Getting peer to peer working on Android has been and continues to be a heck of a challenge. This document outlines a number of major areas where we had issues/challenges with Android and explains our rationale for how we dealt with them
There are two (or more) people with Thali Android devices within radio range but there is no Wi-Fi or Cell. We want to enable those people to communicate even without a formal Internet infrastructure. We have actually built this in Thali. Today we use BLE for discovery and Bluetooth for moving larger amounts of data. But the results are pretty bad due to endless issues with the radios on Android devices. Below I walk through the steps we have taken to try to enable P2P on Android without Internet, explore our failures and issues and look at how we would like things to work.
How we handle local discovery and moving data
For an Internet free P2P scenario the first step is discovery. Who is around us? Do they have something interesting to say to us? Thali has spent a lot of time and energy trying to create a discovery mechanism that doesn’t violate user’s privacy. But this has interesting consequences. For one thing a discovery announcement can grow to up to 4K. Most discovery mechanisms aren’t designed to handle that amount of data. So in many cases we had to send a small discovery announcement which just shared “We are a Thali device” and then we had to establish an expensive and slow to set up high bandwidth connection in order to move the rest of the 4K of discovery data. Only at that point would we know enough to know if there was a reason for us to keep talking. This is far from ideal because it’s slow and uses battery.
Discovery - Wi-Fi Direct vs BLE
One of the first problems we ran into is - how should two Android phones discover each other as a prelude to communicating bulk data? We are specifically talking about a scenario in which there is no cell or local Wi-Fi. So the phones are on their own.
Originally we adopted Wi-Fi Direct’s discovery infrastructure. Wi-Fi Direct discovery is a two step process. First there is peer discovery in which a phone advertises its MAC, a phone type ID and a phone identifier (that we can’t set programmatically). This is then followed by Wi-Fi Direct Service Discovery where a phone can advertise what services it uses. We like Wi-Fi Direct because support for Wi-Fi Direct has been in Android for quite some time (since Jelly Bean for the APIs we need) and so in theory using Wi-Fi Direct meant we could perform discovery using older handsets.
After literally months of testing Wi-Fi Direct’s discovery infrastructure against numerous Android phones we came to two conclusions:
- Wi-Fi Direct Peer discovery works pretty well
- Wi-Fi Direct Service discovery doesn’t work very well at all
We ran into endless problem with Wi-Fi Direct Service discovery including but not limited to:
- Phones from different manufacturers were highly likely to either never find each other over Wi-Fi Direct Service Discovery or if they did find each other it could take many minutes (in other words, way too long for our scenarios where people are either walking by each other with phones in their pockets or have the phones out and are expecting to transfer data as the other person waits)
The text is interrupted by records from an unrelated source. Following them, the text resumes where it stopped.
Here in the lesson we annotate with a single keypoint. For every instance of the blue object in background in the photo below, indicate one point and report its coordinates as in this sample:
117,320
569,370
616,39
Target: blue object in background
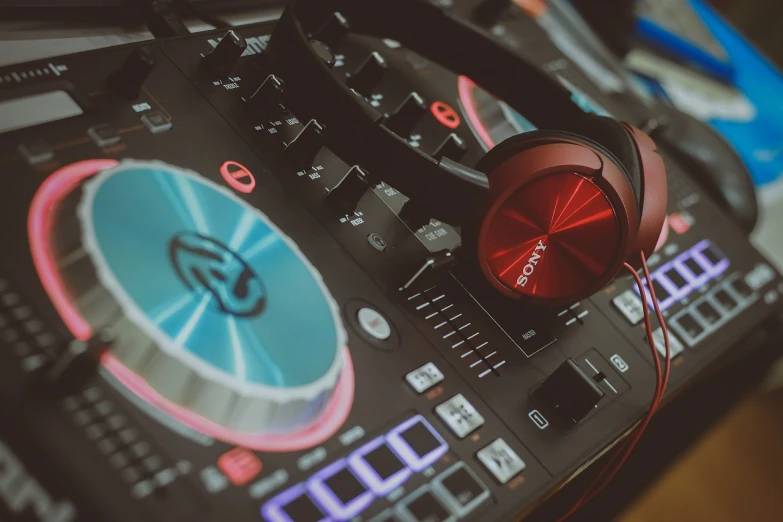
760,141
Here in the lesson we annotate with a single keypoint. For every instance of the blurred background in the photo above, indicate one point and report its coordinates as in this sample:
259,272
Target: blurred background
760,20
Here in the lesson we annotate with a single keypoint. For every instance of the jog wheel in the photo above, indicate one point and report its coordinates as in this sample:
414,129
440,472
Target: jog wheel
219,318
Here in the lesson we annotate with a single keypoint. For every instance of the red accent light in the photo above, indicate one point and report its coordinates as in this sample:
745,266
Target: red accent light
552,237
239,465
241,179
445,114
40,219
39,227
679,223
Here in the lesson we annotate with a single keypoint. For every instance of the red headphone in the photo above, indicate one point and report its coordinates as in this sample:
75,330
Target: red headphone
565,211
552,215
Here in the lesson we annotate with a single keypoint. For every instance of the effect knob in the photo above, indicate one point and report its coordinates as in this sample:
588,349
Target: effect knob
268,95
134,71
301,151
225,55
453,147
364,79
404,117
346,194
206,299
75,364
324,53
334,30
568,395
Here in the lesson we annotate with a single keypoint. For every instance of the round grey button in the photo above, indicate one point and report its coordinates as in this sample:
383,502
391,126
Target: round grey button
374,323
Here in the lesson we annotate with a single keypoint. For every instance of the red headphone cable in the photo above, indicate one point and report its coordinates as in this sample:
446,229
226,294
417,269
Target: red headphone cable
662,379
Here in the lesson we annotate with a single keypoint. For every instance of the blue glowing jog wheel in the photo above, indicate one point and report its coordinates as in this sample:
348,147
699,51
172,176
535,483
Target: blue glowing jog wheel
211,304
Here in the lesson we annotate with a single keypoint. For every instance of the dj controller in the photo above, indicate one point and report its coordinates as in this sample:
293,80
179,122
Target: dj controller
206,313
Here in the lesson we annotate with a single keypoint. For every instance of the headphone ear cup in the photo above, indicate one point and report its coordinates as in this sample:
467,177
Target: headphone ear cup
559,218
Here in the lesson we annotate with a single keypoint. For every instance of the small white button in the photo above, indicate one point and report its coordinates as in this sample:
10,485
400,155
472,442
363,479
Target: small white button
460,416
501,461
424,378
630,305
675,346
374,323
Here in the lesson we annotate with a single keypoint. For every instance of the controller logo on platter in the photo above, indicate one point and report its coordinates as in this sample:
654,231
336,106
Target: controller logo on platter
206,265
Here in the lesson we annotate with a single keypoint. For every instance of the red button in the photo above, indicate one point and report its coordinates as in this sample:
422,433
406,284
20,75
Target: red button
445,115
238,177
239,465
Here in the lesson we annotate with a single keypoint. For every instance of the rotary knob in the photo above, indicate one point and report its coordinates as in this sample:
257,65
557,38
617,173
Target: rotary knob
205,298
132,74
226,53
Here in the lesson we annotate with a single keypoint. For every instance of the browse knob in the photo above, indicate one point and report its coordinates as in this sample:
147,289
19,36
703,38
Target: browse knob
364,79
224,56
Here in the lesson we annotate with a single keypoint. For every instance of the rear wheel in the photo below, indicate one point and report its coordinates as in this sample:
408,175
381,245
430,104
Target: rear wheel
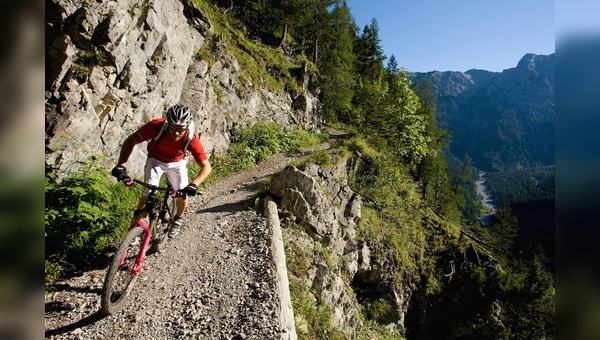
120,278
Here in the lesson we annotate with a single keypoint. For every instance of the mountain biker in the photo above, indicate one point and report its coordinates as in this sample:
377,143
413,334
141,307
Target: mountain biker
166,154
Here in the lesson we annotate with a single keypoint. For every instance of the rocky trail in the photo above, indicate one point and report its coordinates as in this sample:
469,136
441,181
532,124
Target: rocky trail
215,280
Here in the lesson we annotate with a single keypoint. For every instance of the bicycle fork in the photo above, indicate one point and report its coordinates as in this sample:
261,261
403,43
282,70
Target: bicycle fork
137,267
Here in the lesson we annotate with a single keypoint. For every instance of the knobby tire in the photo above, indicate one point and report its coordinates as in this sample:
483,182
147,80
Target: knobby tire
119,280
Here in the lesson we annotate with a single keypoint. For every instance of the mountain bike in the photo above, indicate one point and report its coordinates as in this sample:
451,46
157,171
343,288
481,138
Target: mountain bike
127,261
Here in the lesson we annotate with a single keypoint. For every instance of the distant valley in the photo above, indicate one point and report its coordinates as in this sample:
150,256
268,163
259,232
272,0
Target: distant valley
502,120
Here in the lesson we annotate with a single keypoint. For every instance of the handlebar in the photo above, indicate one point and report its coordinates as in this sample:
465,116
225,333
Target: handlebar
175,193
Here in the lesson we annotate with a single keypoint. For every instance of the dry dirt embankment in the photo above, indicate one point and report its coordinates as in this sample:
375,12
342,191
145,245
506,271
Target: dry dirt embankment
213,281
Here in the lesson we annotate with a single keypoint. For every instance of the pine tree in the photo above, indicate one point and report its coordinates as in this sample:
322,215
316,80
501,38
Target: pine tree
337,70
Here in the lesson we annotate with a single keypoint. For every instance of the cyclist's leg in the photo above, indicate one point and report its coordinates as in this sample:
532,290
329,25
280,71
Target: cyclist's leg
178,176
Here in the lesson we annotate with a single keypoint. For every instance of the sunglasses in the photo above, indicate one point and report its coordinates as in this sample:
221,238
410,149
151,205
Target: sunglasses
176,128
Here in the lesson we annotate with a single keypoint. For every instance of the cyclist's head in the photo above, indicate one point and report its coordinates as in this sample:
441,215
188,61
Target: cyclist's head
179,115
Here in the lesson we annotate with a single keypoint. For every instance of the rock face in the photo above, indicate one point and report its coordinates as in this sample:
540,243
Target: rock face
328,210
113,65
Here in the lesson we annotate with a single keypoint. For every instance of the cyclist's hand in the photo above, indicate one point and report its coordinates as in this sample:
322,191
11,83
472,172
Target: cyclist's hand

- The Wi-Fi Direct Service Discovery stack had a habit of just stopping to work after some period of time. And once it stopped working the only way to get it working against was to reboot the phone.
- We encountered random disruptions in the working of the main Wi-Fi stack when we used Wi-Fi Direct Service discovery for any extended period of time. This caused havoc in our test infrastructure where we use Wi-Fi to coordinate tests.
In addition we ran into limitations in terms of how much data we could transfer in a Wi-Fi Direct Service Discovery. The practical limit (depending on what version of Android one was using) was somewhere around 750 bytes but we really needed 4k.
So Wi-Fi Direct Service discovery was unworkable in practice and less than ideal due to data size limitations in theory.
Now we could have fallen back to Wi-Fi Direct Peer Discovery. But this wasn’t a good solution either because we weren’t sure if the instability we saw in the Wi-Fi stack also applies to Wi-Fi Direct Peer Discovery. Also Wi-Fi Direct Peer Discovery made ad-hoc connections impossible. For example, using peer discovery the only way to know if another phone is a Thali phone is to already know their Wi-Fi MAC address. In that case when the MAC address is discovered via Wi-Fi Direct Peer discovery we could match it against our list of known partners and start negotiating a connection (see the next section for the fun details on that one). But let’s imagine there is Joe and Jane. they each have phones, they have done identity exchange and they now know each other’s MAC addresses. So in the future when either phone sees the other over Wi-Fi Direct peer discovery they could recognize each other. But now imagine that Joe gets a new phone and Jane comes to work with a laptop. Now what? They devices won’t recognize each other even though the owners trust each other and presumably (though a feature we haven’t implemented yet) have keys that have been signed by the other device’s keys attesting to their identity. This isn’t a complete show stopper and there are some (nasty) work arounds but given the issues we were already seeing with Wi-Fi Direct all up we decided that another route would perhaps be prudent.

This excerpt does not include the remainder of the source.